Believing in the Power of Prayer
Acts 4:31-35 (NIV)
After they prayed, the place where they were meeting was shaken. And they were all filled with the Holy Spirit and spoke the word of God boldly. All the believers were one in heart and mind. No one claimed that any of their possessions was their own, but they shared everything they had. With great power the apostles continued to testify to the resurrection of the Lord Jesus. And God’s grace was so powerfully at work in them all that there were no needy persons among them. For from time to time those who owned land or houses sold them, brought the money from the sales and put it at the apostles’ feet, and it was distributed to anyone who had need.
My father-in-law Bruce surprises people. On occasion when a person shares that they are going through a difficult time he will respond, “May I pray for you?” If the person says, “Yes, would you?” To their surprise Bruce will immediately take up their hand and pray for them on the spot! This is a practice I hope to employ. Too often we tell someone we will “hold them in prayer,” but forget.

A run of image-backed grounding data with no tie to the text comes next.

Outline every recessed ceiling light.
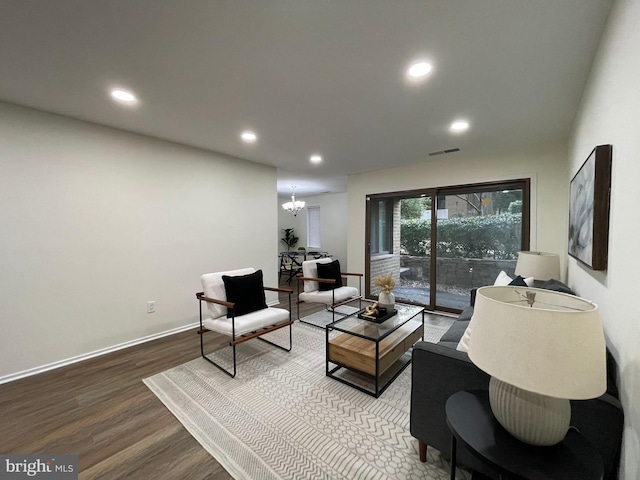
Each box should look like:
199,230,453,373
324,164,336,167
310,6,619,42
310,155,322,164
450,120,470,133
407,61,433,78
241,131,257,143
110,88,137,104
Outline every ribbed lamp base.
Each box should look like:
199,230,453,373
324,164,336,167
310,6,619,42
488,377,570,446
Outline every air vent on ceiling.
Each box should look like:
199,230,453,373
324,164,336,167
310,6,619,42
429,147,461,156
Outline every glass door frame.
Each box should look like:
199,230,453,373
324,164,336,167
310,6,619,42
365,179,531,313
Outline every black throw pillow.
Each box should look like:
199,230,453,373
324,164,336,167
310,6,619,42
222,269,267,317
508,275,528,287
317,260,343,291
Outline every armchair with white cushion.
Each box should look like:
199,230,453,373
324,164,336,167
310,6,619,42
296,258,362,324
196,267,293,377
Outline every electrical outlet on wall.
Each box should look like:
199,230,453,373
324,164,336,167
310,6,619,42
147,301,156,314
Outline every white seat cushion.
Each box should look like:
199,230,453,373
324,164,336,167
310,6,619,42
201,268,255,319
203,306,290,336
301,257,334,292
299,286,359,305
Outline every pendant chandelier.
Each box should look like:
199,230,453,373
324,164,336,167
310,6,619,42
282,186,305,216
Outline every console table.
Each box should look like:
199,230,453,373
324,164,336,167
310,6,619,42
445,390,603,480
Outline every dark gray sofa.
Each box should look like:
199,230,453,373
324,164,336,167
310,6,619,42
410,285,624,480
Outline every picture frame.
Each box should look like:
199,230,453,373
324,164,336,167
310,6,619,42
568,144,612,271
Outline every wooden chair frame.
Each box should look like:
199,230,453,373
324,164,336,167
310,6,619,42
196,285,294,378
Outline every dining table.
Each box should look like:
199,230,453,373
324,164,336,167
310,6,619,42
279,250,332,283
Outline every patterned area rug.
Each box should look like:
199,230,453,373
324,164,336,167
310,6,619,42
144,322,467,480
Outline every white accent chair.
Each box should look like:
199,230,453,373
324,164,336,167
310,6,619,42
296,258,362,324
196,267,293,377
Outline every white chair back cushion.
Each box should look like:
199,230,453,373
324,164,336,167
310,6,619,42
302,257,334,292
201,267,256,319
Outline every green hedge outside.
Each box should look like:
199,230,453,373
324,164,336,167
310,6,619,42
401,213,522,259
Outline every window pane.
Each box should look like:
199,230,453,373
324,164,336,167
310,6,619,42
307,206,321,248
378,201,389,252
434,188,523,309
371,199,393,254
393,196,432,305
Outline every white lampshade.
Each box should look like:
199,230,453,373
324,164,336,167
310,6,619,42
467,286,606,445
468,286,605,398
514,251,560,281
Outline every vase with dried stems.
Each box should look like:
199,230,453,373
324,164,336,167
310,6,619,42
373,273,396,310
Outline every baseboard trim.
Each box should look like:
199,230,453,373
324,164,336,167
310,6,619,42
0,322,199,385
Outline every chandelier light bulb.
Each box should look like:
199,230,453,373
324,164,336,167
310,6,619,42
282,186,306,216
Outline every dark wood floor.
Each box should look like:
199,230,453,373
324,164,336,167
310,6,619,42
0,277,452,479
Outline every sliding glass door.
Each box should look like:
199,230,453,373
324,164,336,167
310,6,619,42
433,183,528,311
366,180,530,313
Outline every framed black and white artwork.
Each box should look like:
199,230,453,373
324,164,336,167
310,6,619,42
568,144,612,271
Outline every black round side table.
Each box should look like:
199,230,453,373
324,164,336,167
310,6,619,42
445,390,603,480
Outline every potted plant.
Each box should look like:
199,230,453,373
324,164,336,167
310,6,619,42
281,228,299,251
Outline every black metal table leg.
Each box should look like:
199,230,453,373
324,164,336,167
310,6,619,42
451,434,457,480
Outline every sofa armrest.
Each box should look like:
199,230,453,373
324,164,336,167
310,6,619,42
571,394,624,480
411,342,490,397
410,341,492,474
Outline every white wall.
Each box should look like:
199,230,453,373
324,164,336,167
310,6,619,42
568,0,640,477
0,102,280,381
347,142,569,280
277,192,348,266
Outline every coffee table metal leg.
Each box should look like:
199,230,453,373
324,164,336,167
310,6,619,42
375,342,379,396
325,326,330,375
450,434,457,480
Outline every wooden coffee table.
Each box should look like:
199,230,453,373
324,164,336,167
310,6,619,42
326,303,424,397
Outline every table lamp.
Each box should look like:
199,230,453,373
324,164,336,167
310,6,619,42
514,251,561,287
467,286,606,446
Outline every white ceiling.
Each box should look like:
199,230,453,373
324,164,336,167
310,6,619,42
0,1,612,197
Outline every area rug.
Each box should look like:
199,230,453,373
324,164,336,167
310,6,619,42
144,322,466,480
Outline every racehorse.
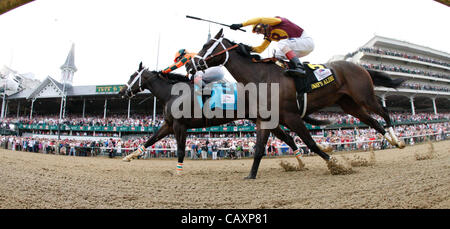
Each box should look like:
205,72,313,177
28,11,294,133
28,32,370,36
186,29,406,178
118,62,332,178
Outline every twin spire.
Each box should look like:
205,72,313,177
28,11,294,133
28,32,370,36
60,43,77,85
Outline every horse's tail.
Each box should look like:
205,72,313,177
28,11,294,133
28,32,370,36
367,69,406,88
303,115,332,126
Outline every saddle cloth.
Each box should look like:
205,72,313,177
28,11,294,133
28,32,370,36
301,63,335,94
194,83,238,111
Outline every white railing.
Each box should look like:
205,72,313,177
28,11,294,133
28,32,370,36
5,132,448,159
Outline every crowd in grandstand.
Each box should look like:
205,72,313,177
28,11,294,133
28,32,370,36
1,112,449,129
1,114,166,127
401,82,450,92
358,47,450,68
308,112,449,125
361,62,450,81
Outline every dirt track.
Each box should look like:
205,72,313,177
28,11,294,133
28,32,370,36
0,140,449,209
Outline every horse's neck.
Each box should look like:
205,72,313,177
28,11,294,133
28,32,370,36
144,74,171,104
226,53,273,84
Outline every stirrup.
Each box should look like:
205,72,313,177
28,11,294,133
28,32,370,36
284,69,305,77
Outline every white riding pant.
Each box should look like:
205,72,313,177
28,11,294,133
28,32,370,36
275,31,315,59
194,66,225,84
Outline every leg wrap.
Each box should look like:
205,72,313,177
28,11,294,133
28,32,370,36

I think Bruce does this to bless people, not forget, and back his words with immediate faith-filled action. Furthermore, and most importantly, Bruce believes in prayer! Kudos to him.
You see, prayer is not stagnant; prayer moves inward in the present time faith and outward to real time commitment, meaning prayer should grow into action, deepen faith and rush to commitment. Prayer should transform environments, assume change, stir hearts and witness to the power of God. Do you believe in the power of prayer? The early church witnessed amazing supernatural experience immediately following their prayers. They prayed and their surroundings were shaken! Then spoke God’s word boldly, they came into oneness, were gracious and met the physical needs of those around them. They believed in prayer!
There is a humorous story about a church’s encounter with a bar and its owner. A bar called Drummond’s (in Mt Vernon, Texas) began construction on an expansion of their building, hoping to “grow” their business. In response, the local Southern Baptist Church started a campaign to block the bar from expanding – petitions, prayers, etc. About a week before the bar’s grand re-opening, a bolt of lightning struck the bar and burned it to the ground! Afterward, the church folks were rather smug – bragging about “the power of prayer”. The angry bar owner eventually sued the church on grounds that the church … “was ultimately responsible for the demise of his building, through direct actions or indirect means.” Of course, the church vehemently denied all responsibility or any connection to the building’s demise. The judge read carefully through the plaintiff’s complaint and the defendant’s reply. He then opened the hearing by saying: “I don’t know how I’m going to decide this, but it appears from the paperwork that what we have here is a bar owner who now believes in the power of prayer, and an entire church congregation that does not.”
Let me ask you again, “Do you believe in the power of prayer?” If you do, then let’s stand behind it and put it into action.